Les policiers  arrivent également à Pompéi, où dans une boîte, il y a sept bombes de guerre fabriquées dans l’ex-Yougoslavie, toutes prêtes à être utilisées »
 (ici à droite)  « L’histoire, cependant, est loin d’être terminée. Dans une note, le substitut du procureur d’Antimafia Filippo Beatrice souligne que les frères Maurelli « sont, comme les enquêtes menées, en contact avec des membres du crime organisé ». Cinq groupes de clans de la Camorra actifs à Castellammare, Pompéi, Scafati et Torre Annunziata seraient inclus dans la série de vente de drogue: les Cesarano, les Omobono-Scarpa i Gionta, les Gallo-Cavaliere et les Omobono-Scarpa. «

Dans les Açores encore, en 2015 et à Horta, cité ci-dessus, un long voilier sans cabine apparente appelé Martella, un Baltic 81 de 1989, avait été appréhendé. Il faisait 24 mètres de long (79 pieds !) et était plutôt destiné à la régate, genre de sport auquel il avait déjà participé (cf ci-dessus à gauche).  A bord, il y a avait cinq hommes d’équipage (quatre de nationalité serbe, et un allemand). L’engin emportait 1 150 kilos de cocaïne (visible ici sur le quai, à droite sur la photo empruntée à un journal local !  Le Martella avait pour base charter pour la location Trinité et Tobago !! Les cinq marins avaient donc traversé l’Atlantique dans ce bateau de course sans cockpit, dans l’inconfort le plus complet !!!  A mon sens, c’était la première fois qu’un voilier de course servait à transporter de la cocaïne.

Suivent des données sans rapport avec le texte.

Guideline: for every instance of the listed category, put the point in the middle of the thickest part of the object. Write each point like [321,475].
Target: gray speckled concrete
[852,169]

Le Cap-Vert aussi comme relais avec un autre incroyable histoire

Le Cap-Vert est un autre relais de l’Atlantique, pour les jets comme pour les navires, sur la route de la coke vers l’Europe (et pour des cargos comme l’Artic-Sea, souvenons-nous aussi !  Cela donne aussi parfois des cas pendables, comme celui raconté ici par l’excellent Philippe Reltien, avec qui j’ai eu la chance de travailler (il y a bien longtemps). C’est celui d’un marin français, Olivier Thomas, venu tenter sa chance à bord d’un bateau sans savoir que celui-ci avait été truffé de cocaïne avant qu’il ne mette un pied à bord. Le yacht avait fait le trajet de Natal au Brésil (initialement il était parti de Salvador de Bahia et avait subi de lourdes modifications à Bahia, pour un montant élevé, plus de 3 fois sa valeur marchande !) jusqu’à sa destination de l’île de Madère au Portugal en passant par le Cap-Vert, dans le port de Mindelo.  La vieille cabine de bois avait effectivement été remplacée par une en résine, notamment, ce qui se distingue très bien ici.  Le travail de modification avait été long.  Le voilier était entré dans la Marina d’Ocema à Salvador da Bahia le 16 juin 2016 pour ses modifications.  Il en était ressorti qu’en mars 2017.  La police semblait déjà le suivre de près et il avait été fouillé de fond en comble le 18 juillet 2017, avant son départ, mais la police fédérale brésilienne n’avait alors trouvé aucune drogue à bord.  Dans les déclarations au programme Fantástico, le délégué de PFB reconnaîtra qu’elle n’était pas (assez) compétente ce jour-là pour détecter la coke profondément dissimulée dans le bateau. Le réservoir d’eau placé au-dessus de la cocaïne avait détourné l’odorat des chiens renifleurs !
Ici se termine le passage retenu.